A wonderfully strange first graphic novel by a well known children's book author. Fifty people are summoned in the middle of the night to the castle when the queen of their island dies. They learn that there is to be a contest to determine the new grand leader. The contestants are a mixed bunch- a witch, a priest, a warrior, a lawyer, many courtiers and the Kite Lord's daughter. They are magically flung across the land and struggle to make their way back in time to escape a deadly enchantment. A dark book with flares of quirky humor. I enjoyed it, and am curious to see where the story goes in later volumes.

Carla Speed McNeil is a master in her own created genre of aboriginal sci-fi. If you haven't yet picked up her astonishingly good Finder series I would urge you to start with the first book, as this is not a good place to start. It is, however, a delicious treat for those who have read the 1400 or so preceding pages. Jaeger is unsatisfied with his current lot in life and so decides to take on a Real Job. He winds up as a delivery boy at X-Ray's Courier service, and against the odds he is astonishingly good at it. He finds shortcuts in the city that should not exist, and manages to deliver packages to people who he should never have been able to find. He becomes so skilled that he attracts the attention of the upper management- and it turns out that excelling in this position may have been the worst mistake of his life. It's wonderful to dip into this rich world in full color. This is, both for art and for writing, one of my favorite comic series of all time.

This book packs a pretty big punch of heavy sci-fi into a short 88 pages of comics. Aria is stranded on an earth of warring tribes. She and her cat Jelly Bean dodge hunters and vicious dogs as they scavenge food and tinker with their broken mecha.

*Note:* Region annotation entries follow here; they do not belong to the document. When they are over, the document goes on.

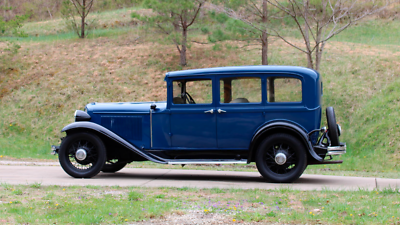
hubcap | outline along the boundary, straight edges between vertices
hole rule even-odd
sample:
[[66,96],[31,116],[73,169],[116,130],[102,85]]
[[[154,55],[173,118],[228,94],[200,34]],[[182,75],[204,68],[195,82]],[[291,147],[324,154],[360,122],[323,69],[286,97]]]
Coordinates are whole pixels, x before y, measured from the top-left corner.
[[75,157],[78,160],[85,160],[87,156],[86,150],[85,149],[78,149],[78,151],[76,151],[75,153]]
[[286,155],[282,152],[275,155],[275,162],[278,165],[283,165],[286,162]]

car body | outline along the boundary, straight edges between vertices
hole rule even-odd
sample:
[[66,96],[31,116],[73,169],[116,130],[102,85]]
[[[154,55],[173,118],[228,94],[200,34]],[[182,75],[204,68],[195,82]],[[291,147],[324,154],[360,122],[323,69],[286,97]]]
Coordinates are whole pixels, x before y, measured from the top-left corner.
[[116,172],[132,161],[163,164],[256,162],[272,182],[292,182],[307,165],[341,163],[332,107],[321,128],[318,72],[238,66],[168,72],[166,102],[90,103],[53,146],[73,177]]

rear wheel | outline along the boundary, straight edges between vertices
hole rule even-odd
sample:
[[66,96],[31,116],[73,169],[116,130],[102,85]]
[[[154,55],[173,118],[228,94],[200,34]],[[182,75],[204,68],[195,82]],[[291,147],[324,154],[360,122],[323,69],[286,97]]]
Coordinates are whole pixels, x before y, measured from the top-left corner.
[[124,168],[126,164],[127,163],[120,162],[118,159],[107,160],[101,171],[104,173],[115,173]]
[[339,146],[339,128],[336,124],[335,110],[333,107],[326,108],[326,120],[328,121],[328,136],[332,146]]
[[64,138],[58,155],[67,174],[75,178],[90,178],[103,167],[106,148],[97,135],[74,133]]
[[298,179],[307,167],[303,144],[285,133],[273,134],[261,142],[256,153],[256,165],[261,175],[276,183]]

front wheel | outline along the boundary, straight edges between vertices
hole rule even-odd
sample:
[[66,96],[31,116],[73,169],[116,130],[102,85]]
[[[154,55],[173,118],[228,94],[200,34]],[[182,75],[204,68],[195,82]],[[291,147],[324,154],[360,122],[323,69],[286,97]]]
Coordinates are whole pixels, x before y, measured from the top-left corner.
[[80,132],[64,138],[58,155],[67,174],[75,178],[90,178],[103,167],[106,148],[97,135]]
[[333,107],[326,108],[326,120],[328,121],[328,136],[332,146],[339,146],[339,127],[336,124],[335,110]]
[[290,183],[298,179],[307,167],[303,144],[285,133],[268,136],[256,153],[256,165],[261,175],[275,183]]

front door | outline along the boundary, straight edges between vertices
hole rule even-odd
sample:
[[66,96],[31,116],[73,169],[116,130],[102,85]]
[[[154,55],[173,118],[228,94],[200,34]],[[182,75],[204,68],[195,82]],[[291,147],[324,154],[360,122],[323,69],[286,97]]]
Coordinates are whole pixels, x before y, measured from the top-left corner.
[[220,149],[246,150],[264,119],[262,79],[257,76],[222,77],[217,103],[217,140]]
[[171,144],[177,149],[217,148],[211,79],[172,82]]

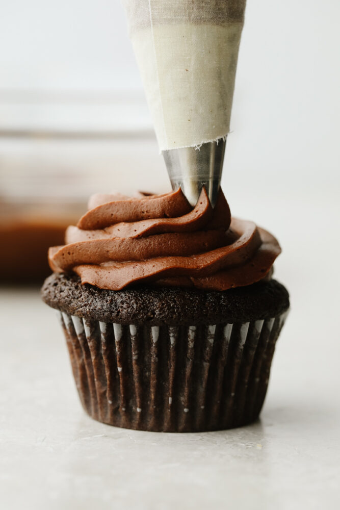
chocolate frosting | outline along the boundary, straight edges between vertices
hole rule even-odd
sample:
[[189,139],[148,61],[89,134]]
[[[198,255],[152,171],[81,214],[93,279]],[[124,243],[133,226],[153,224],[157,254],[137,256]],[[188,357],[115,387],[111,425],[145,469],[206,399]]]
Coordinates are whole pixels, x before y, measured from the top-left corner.
[[213,210],[205,189],[193,209],[179,189],[136,198],[96,195],[49,250],[56,272],[120,290],[141,283],[223,291],[270,278],[281,249],[269,232],[231,218],[220,191]]

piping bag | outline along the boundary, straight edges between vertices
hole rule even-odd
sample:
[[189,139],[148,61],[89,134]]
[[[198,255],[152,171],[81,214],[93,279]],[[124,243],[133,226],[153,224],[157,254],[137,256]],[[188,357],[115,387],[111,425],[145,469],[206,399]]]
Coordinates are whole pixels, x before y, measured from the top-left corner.
[[123,0],[173,189],[213,206],[229,133],[246,0]]

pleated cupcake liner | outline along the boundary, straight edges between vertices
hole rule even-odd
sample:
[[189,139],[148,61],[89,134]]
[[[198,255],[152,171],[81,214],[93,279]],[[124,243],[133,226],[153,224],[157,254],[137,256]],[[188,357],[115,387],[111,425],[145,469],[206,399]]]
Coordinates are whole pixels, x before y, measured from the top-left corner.
[[90,416],[127,428],[194,432],[257,418],[287,314],[189,327],[60,316],[78,393]]

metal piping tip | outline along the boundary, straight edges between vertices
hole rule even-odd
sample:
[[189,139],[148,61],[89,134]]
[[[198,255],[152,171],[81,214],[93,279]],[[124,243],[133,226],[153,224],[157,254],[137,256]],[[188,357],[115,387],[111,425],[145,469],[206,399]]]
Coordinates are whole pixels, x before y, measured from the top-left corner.
[[213,207],[220,189],[226,140],[203,143],[200,148],[186,147],[163,150],[172,189],[180,187],[194,207],[203,186]]

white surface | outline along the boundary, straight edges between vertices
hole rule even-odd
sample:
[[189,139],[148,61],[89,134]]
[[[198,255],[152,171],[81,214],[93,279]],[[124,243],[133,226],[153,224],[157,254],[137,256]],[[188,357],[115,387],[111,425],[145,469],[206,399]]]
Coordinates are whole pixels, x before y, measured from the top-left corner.
[[260,190],[239,204],[278,234],[276,274],[292,297],[250,426],[173,435],[92,420],[55,313],[37,290],[1,290],[2,508],[338,508],[338,205],[335,193],[305,194],[302,211],[294,196],[289,209],[284,195]]

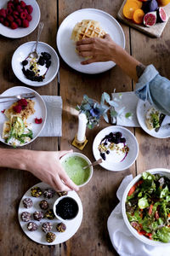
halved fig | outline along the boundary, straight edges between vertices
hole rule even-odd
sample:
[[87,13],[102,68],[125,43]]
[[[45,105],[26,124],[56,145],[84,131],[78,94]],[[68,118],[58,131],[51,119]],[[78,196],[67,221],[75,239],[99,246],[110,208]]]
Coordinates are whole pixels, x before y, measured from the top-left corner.
[[162,7],[159,7],[156,10],[157,22],[165,22],[167,20],[167,15]]
[[150,12],[144,16],[144,25],[145,26],[152,26],[156,22],[156,12]]

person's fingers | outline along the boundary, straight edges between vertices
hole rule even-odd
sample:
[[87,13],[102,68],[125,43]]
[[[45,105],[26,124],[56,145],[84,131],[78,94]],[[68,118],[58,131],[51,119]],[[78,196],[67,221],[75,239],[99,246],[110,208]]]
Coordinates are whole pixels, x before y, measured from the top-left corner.
[[87,65],[87,64],[90,64],[90,63],[94,63],[94,62],[97,62],[96,58],[91,58],[86,61],[83,61],[81,62],[82,65]]
[[59,153],[59,157],[61,158],[61,156],[64,156],[65,154],[68,154],[68,153],[71,153],[73,150],[62,150],[62,151],[58,151]]
[[92,52],[91,51],[81,51],[78,53],[78,55],[82,57],[88,57],[92,55]]
[[[64,170],[63,170],[64,171]],[[71,189],[78,191],[79,188],[76,186],[71,179],[68,177],[65,172],[61,172],[60,174],[60,178],[64,181],[65,184],[69,187]]]
[[93,38],[86,38],[86,39],[82,39],[82,40],[80,40],[80,41],[77,41],[76,43],[76,45],[80,45],[80,44],[92,44],[94,42],[94,39]]

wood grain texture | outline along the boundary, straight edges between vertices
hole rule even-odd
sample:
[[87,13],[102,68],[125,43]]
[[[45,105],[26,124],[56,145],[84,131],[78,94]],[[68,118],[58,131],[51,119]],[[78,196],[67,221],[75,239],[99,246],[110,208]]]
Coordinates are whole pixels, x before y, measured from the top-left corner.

Aria, inexplicably, has tools of a modern age- toothpaste, electricity, a motocycle, a wrist tracker- though the hunters roaming the ravaged city are dressed in rags and skins. There's a lot more going on here than first meets the eye. Beautifully drawn, if somewhat abrupt in the pacing and ending.

This is one of the best wordless comic books I've ever read. It manages to convey a complex and emotional narrative through careful, detailed black and white drawings. Three friends build and supply a wooden ship and set out to sea, searching for an unknown but longed for home. Full of strange twists, beautiful and sorrowful.

I went into this book knowing that it is essentially a collection of bits and pieces- I had previously read almost a third of the material in other formats. "Truth is a Cave in the Black Mountains" and "The Sleeper and The Spindle" have both been released as illustrated short-of children's books; I think I read "The Return of the Thin White Duke" on Gaiman's blog; "Feminine Endings" and several of the poems were all included on the two disc set of recordings entitled "An Evening with Neil and Amanda". No matter. I think this is my favorite Gaiman short story collection to date. Perhaps seeing old friends, such as his excellent Sherlock Holmes story "The Case of Death and Honey", was what endeared this one to me over Smoke and Mirrors and Fragile Things - to my mind those two books contain clunkers and gems in equal measure. The star attraction of Trigger Warnings for most will likely be the new story about Shadow Moon- it is the only one original to this collection and it does not disappoint. I also love Gaimen's habit of including one paragraph in the introduction about where and when each story is from. These stories about the stories give the weaker ones a little more weight, and only add to the pleasure of the stronger stories.

This book took me over five months to read because I got really angry in the middle and set it down for two months. I likely won't have finished it except that my reading buddy finished it and told me it was worth it. I did mostly enjoy it in the end, but would be unlikely to recommend it, in protest over the bad treatment of the only two female characters.

The setting was my favorite part. Corey did a fantastic job of developing slang and cultural norms for a solar system in which humans have colonized every rock and hollowed out moon. The main character, Miller, is a cop born and raised on Ceres. His life spins out of control when a missing persons case takes him to Eros and the site of the worst bio-terrorist act in human history.

This book is a gorgeous piece of art. It contains the full lyrics of the multi-award-winning musical Hamilton as well as beautiful full page photos from the original cast performances. It also has a series of chronological essays about the development of the show and insights on it's creators. Lin-Manuel Miranda's footnotes add extra touches of humor and backstage knowledge.

Brian K Vaughan's latest comic series is as witty and inventive as any he's written. This one opens with four girls delivering the daily newspapers on "hell morning", the morning after Halloween. But there are real monsters far worse than drunk teens roaming the streets this November 1st. Beautifully drawn, fast paced and full of cliff hangers.